Like Bloom's indices, hash indices support a single equality test. The hash index provides search accuracy that is unattainable for Bloom, but its size is significantly larger (in our example, only one gigabyte field, and no hash index over several fields).
Properties
Traditionally, we will look at the properties (requests
were cited earlier ).
Method properties:
amname | name | pg_indexam_has_property
--------+---------------+-------------------------
bloom | can_order | f
bloom | can_unique | f
bloom | can_multi_col | t
bloom | can_exclude | f
Obviously, the access method allows building indexes on several columns - the Bloom index on one column is hardly meaningful.
Index properties:
name | pg_index_has_property
---------------+-----------------------
clusterable | f
index_scan | f
bitmap_scan | t
backward_scan | f
The only possible way to scan - on the bitmap. Since the index is always scanned entirely, it makes no sense to implement the usual index access, in which the TIDs are returned one by one.

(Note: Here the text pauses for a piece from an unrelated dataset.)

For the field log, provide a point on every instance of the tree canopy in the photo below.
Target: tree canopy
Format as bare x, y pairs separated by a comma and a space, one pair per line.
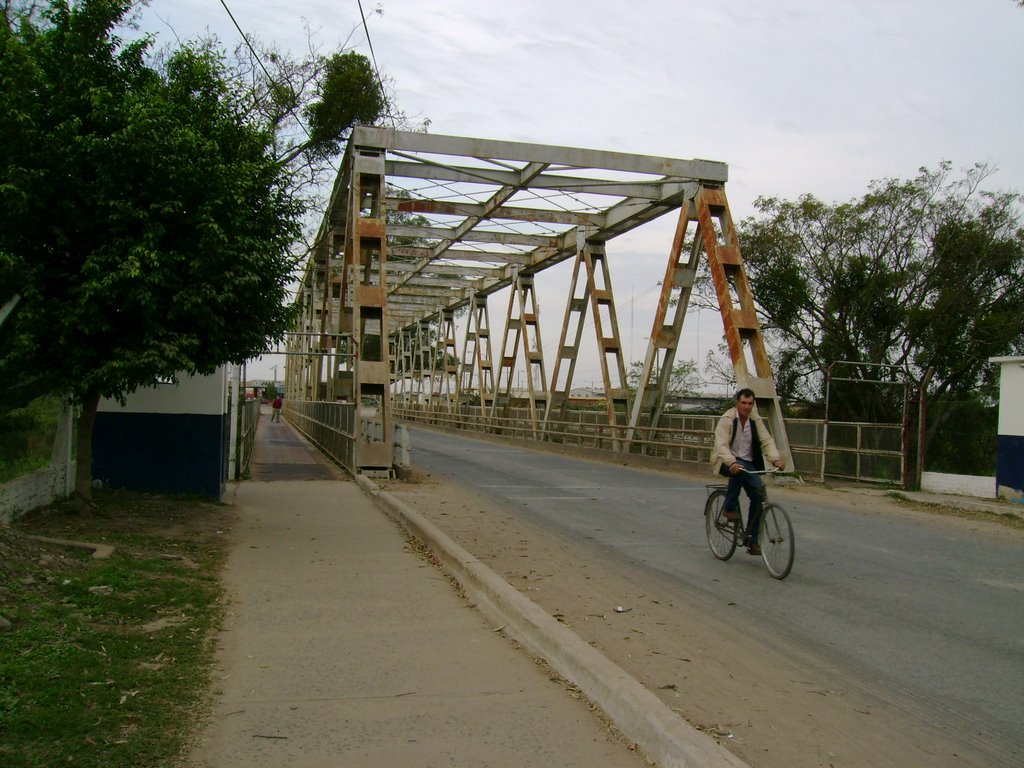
146, 216
918, 274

name | pg_index_column_has_property
--------------------+------------------------------
asc | f
desc | f
nulls_first | f
nulls_last | f
orderable | f
distance_orderable | f
returnable | f
search_array | f
search_nulls | f
Here, all the “dashes”, and even with uncertain values, this access method does not know how to work.
And finally
I do not exclude that this series of articles will continue in the future with the advent of new interesting types of indices, but now it is time to stop.
I want to express my gratitude to my colleagues from Postgres Professional (some of whom are the authors of many of the access methods considered) for reading drafts and comments. And, of course, I appreciate
your patience and valuable comments. Your attention has given me the strength to reach this point. Thank!